CAR

From LipidomicsWiki

CAR, THE XENOBIOTIC SENSOR

To protect the body against foreign chemicals (xenobiotics) and the buildup of toxic endogenous lipids, two nuclear receptors function in this metabolic cascade to regulate
detoxification and elimination. The constitutive androstane receptor (CAR) mediates the response to a narrow range of phenobarbital-like inducers (Tzameli and Mooore 2001).

Although CAR was initially proposed to be constitutively active, ligands with negative (androstanes) and positive (phenobarbital) effects were soon found (Tzamelin and Moore
2001). CAR binds to and activates the CYP2B promoter in response to phenobarbital-like molecules, the pesticide 1,4-bis[2-(3,5-dichlorpyridyloxyl)]- benzene (TCPOBOP), certain androgens, and the muscle relaxant drug zoxazolamine.

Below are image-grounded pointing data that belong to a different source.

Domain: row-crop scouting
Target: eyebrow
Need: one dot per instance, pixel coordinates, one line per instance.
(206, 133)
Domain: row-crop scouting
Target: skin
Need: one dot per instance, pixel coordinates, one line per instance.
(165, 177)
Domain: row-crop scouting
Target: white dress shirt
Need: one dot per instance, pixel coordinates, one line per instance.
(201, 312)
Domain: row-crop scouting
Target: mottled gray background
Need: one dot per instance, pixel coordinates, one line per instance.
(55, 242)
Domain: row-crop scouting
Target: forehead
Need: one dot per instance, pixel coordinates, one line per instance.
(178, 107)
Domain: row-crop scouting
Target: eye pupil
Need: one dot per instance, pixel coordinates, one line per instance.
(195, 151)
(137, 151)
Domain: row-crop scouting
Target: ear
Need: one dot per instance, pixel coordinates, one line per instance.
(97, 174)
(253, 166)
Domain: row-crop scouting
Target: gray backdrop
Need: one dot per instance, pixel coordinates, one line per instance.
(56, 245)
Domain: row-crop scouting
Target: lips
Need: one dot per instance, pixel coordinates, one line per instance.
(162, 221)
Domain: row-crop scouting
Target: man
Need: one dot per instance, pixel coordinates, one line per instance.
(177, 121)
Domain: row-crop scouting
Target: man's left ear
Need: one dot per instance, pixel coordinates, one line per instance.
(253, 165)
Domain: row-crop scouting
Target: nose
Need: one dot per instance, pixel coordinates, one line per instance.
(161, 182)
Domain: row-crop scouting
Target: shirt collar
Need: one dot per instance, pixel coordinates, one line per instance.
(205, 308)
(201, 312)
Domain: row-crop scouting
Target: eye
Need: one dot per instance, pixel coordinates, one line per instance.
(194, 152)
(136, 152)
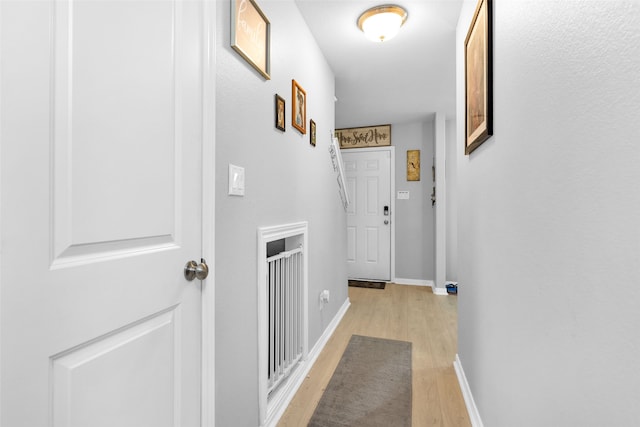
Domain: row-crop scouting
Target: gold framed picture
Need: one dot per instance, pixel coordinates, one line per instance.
(413, 165)
(298, 107)
(250, 35)
(478, 54)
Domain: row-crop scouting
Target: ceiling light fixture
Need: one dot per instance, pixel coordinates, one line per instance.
(382, 23)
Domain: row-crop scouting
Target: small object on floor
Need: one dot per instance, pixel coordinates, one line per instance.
(366, 284)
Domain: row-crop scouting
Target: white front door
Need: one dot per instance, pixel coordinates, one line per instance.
(101, 131)
(368, 177)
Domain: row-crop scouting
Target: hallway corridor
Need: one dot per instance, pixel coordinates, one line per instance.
(405, 313)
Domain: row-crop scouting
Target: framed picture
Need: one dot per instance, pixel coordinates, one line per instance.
(478, 54)
(299, 107)
(312, 133)
(369, 136)
(413, 165)
(250, 35)
(280, 113)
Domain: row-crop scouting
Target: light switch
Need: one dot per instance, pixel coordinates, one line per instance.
(236, 180)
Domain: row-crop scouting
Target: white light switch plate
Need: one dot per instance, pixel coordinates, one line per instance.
(236, 180)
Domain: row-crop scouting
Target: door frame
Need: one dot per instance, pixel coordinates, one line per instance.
(392, 200)
(208, 214)
(208, 386)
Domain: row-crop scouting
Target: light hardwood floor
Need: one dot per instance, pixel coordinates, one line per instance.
(407, 313)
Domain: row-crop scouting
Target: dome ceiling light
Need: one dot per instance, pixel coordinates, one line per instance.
(382, 23)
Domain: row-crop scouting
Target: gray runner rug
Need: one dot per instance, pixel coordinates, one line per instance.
(371, 386)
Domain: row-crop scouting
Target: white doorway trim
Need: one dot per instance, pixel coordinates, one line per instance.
(392, 188)
(208, 213)
(441, 205)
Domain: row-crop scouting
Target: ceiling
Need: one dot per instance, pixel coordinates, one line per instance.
(408, 78)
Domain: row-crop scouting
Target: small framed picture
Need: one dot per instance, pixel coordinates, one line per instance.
(299, 107)
(280, 113)
(478, 51)
(312, 132)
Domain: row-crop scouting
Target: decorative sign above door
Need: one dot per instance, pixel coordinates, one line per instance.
(371, 136)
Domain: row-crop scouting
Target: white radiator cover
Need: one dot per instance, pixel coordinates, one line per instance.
(282, 310)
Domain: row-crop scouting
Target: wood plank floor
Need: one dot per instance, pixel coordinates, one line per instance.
(408, 313)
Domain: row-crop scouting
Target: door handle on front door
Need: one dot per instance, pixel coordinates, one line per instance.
(193, 270)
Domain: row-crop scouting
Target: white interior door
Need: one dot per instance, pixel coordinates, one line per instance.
(368, 177)
(101, 131)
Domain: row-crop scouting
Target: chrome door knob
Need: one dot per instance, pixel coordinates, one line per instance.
(193, 270)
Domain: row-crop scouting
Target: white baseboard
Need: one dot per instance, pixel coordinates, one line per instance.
(472, 409)
(413, 282)
(288, 390)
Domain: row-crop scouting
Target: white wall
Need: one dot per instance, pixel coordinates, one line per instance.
(451, 180)
(287, 180)
(549, 212)
(414, 218)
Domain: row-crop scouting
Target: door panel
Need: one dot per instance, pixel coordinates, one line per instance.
(101, 129)
(94, 130)
(97, 383)
(368, 177)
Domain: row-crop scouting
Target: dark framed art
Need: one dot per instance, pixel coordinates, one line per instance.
(298, 107)
(312, 132)
(478, 55)
(250, 35)
(280, 109)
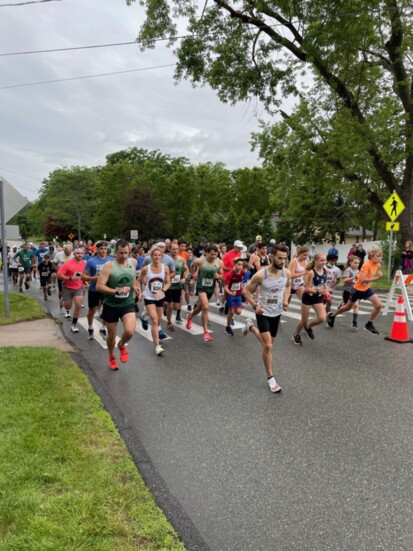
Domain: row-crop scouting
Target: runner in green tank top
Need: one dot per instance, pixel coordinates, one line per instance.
(173, 296)
(117, 282)
(209, 270)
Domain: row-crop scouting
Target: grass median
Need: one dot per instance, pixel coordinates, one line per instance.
(67, 480)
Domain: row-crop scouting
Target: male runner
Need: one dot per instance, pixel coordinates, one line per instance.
(91, 274)
(208, 269)
(117, 282)
(274, 286)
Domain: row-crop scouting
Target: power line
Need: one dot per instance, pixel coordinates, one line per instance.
(86, 76)
(25, 3)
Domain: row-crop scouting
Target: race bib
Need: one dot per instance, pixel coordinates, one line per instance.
(119, 294)
(155, 286)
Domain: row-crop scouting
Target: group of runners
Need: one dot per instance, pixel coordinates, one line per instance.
(117, 276)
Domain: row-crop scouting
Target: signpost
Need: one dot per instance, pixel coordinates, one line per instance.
(394, 206)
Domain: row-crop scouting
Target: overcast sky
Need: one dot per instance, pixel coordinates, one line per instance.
(81, 121)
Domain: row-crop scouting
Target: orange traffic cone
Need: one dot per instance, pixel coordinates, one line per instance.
(399, 331)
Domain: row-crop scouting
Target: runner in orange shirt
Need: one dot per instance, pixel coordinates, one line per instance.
(370, 271)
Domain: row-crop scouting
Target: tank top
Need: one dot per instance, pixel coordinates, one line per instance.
(298, 282)
(120, 277)
(271, 294)
(179, 270)
(206, 277)
(154, 283)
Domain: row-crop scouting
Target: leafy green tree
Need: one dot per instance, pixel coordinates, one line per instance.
(349, 60)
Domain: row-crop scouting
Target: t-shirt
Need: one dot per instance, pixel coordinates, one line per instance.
(70, 269)
(228, 259)
(94, 266)
(45, 270)
(25, 257)
(367, 271)
(234, 281)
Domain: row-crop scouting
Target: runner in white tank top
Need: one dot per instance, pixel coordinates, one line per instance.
(274, 286)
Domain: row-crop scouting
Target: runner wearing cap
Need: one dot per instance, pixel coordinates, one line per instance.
(70, 273)
(91, 274)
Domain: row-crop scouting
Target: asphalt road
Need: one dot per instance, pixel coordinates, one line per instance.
(326, 465)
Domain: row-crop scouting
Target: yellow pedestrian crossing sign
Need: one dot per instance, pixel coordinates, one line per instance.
(393, 226)
(393, 206)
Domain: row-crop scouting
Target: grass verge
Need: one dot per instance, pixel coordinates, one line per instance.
(66, 478)
(22, 308)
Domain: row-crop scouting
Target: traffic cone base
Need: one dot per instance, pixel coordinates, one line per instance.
(399, 331)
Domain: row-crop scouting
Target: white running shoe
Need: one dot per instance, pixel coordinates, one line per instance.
(274, 386)
(247, 325)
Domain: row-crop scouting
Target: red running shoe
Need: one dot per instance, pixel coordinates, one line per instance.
(113, 364)
(124, 356)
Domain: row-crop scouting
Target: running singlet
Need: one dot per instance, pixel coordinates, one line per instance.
(154, 283)
(271, 294)
(179, 270)
(93, 267)
(206, 277)
(120, 277)
(298, 282)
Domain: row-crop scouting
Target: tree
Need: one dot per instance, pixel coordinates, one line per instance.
(350, 59)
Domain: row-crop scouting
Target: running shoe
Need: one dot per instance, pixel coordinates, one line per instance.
(309, 332)
(113, 364)
(248, 324)
(370, 327)
(123, 354)
(274, 386)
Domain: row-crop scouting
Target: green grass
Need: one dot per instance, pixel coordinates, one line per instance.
(66, 479)
(22, 308)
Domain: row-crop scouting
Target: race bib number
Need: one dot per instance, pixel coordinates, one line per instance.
(155, 286)
(119, 294)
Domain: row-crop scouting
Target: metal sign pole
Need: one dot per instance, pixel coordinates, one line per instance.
(390, 251)
(4, 253)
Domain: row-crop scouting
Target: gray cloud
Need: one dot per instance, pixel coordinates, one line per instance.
(81, 121)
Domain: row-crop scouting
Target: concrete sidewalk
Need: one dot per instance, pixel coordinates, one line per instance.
(44, 332)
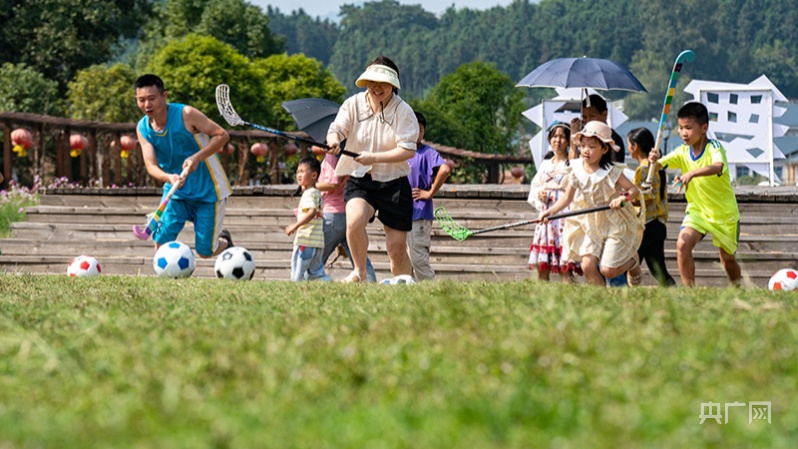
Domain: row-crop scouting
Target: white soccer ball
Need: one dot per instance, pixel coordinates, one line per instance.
(235, 263)
(174, 260)
(83, 266)
(399, 280)
(784, 279)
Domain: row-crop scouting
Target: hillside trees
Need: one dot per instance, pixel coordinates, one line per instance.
(59, 37)
(475, 107)
(193, 66)
(23, 89)
(285, 78)
(104, 94)
(314, 38)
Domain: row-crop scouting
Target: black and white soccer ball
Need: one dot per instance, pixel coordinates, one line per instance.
(235, 263)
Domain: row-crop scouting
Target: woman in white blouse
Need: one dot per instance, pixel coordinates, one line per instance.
(382, 128)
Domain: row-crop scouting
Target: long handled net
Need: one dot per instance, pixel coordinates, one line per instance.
(231, 116)
(460, 232)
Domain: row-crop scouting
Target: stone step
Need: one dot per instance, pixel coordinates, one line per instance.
(139, 252)
(279, 271)
(520, 237)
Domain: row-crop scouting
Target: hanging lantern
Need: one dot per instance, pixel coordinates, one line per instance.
(290, 149)
(229, 147)
(22, 140)
(77, 142)
(260, 150)
(127, 143)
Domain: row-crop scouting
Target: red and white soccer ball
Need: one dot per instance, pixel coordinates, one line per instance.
(82, 266)
(784, 279)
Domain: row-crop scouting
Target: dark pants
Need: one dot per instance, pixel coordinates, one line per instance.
(652, 250)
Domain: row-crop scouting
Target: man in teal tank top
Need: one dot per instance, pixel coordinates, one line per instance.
(176, 138)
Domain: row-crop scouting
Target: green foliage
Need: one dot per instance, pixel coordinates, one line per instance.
(314, 38)
(103, 93)
(59, 37)
(12, 205)
(293, 77)
(193, 66)
(129, 362)
(235, 22)
(385, 28)
(23, 89)
(476, 107)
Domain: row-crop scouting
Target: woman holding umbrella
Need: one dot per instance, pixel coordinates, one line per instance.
(383, 129)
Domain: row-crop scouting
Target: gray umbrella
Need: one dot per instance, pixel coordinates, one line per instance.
(583, 73)
(313, 115)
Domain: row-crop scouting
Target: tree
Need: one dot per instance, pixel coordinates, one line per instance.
(476, 108)
(23, 89)
(286, 78)
(383, 28)
(193, 66)
(58, 37)
(104, 94)
(235, 22)
(312, 37)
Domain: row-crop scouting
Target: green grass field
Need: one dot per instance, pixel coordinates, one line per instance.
(128, 362)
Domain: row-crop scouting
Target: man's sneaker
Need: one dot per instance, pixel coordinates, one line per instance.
(225, 234)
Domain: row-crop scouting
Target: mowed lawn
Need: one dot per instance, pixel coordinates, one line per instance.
(135, 362)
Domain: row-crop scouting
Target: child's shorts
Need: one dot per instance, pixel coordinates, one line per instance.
(724, 236)
(206, 216)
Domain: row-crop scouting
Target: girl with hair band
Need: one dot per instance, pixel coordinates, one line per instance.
(548, 185)
(606, 241)
(383, 129)
(652, 249)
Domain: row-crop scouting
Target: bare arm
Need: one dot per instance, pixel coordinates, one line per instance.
(301, 221)
(386, 157)
(196, 122)
(443, 173)
(151, 162)
(632, 193)
(561, 204)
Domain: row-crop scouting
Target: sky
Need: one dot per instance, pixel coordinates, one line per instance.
(329, 8)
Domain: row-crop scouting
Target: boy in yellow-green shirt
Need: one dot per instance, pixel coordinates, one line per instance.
(711, 204)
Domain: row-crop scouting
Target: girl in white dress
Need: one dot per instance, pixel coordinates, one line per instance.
(548, 185)
(606, 242)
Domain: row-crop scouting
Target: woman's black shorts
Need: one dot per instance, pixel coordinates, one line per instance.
(393, 200)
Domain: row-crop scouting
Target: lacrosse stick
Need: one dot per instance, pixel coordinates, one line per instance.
(154, 218)
(461, 233)
(685, 56)
(231, 116)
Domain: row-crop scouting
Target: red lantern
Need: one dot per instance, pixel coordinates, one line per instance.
(260, 150)
(126, 143)
(77, 142)
(229, 147)
(290, 149)
(22, 140)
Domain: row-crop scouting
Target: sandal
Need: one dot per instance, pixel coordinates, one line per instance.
(634, 279)
(352, 278)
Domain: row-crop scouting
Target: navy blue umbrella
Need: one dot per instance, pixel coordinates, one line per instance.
(584, 73)
(313, 115)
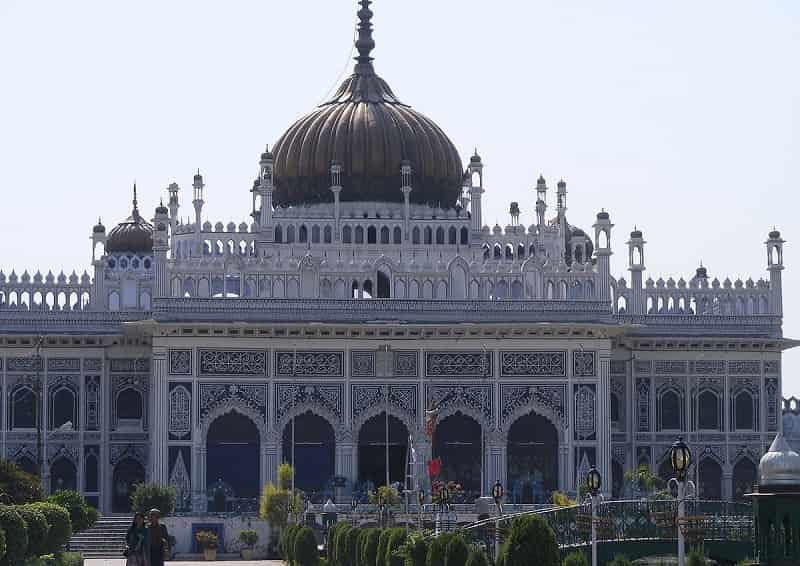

Genetic disruption of the mouse CAR gene abolishes induced CYP2B expression, resulting in increased serum levels of nonmetabolized products (Wei et al. 2000). In terms of the metabolic cascade model, no cytoplasmic binding proteins have yet been identified that generally bind xenobiotics, although phenobarbital does induce the expression of ABCC3, a member of the multidrug resistancerelated protein subfamily (Kiuchi et al. 1998).

Taken together, the xenobiotic activation of CAR induces a positive feed-forward loop that aids in clearance of foreign chemicals and thereby resets the xenosensors for another round of signaling.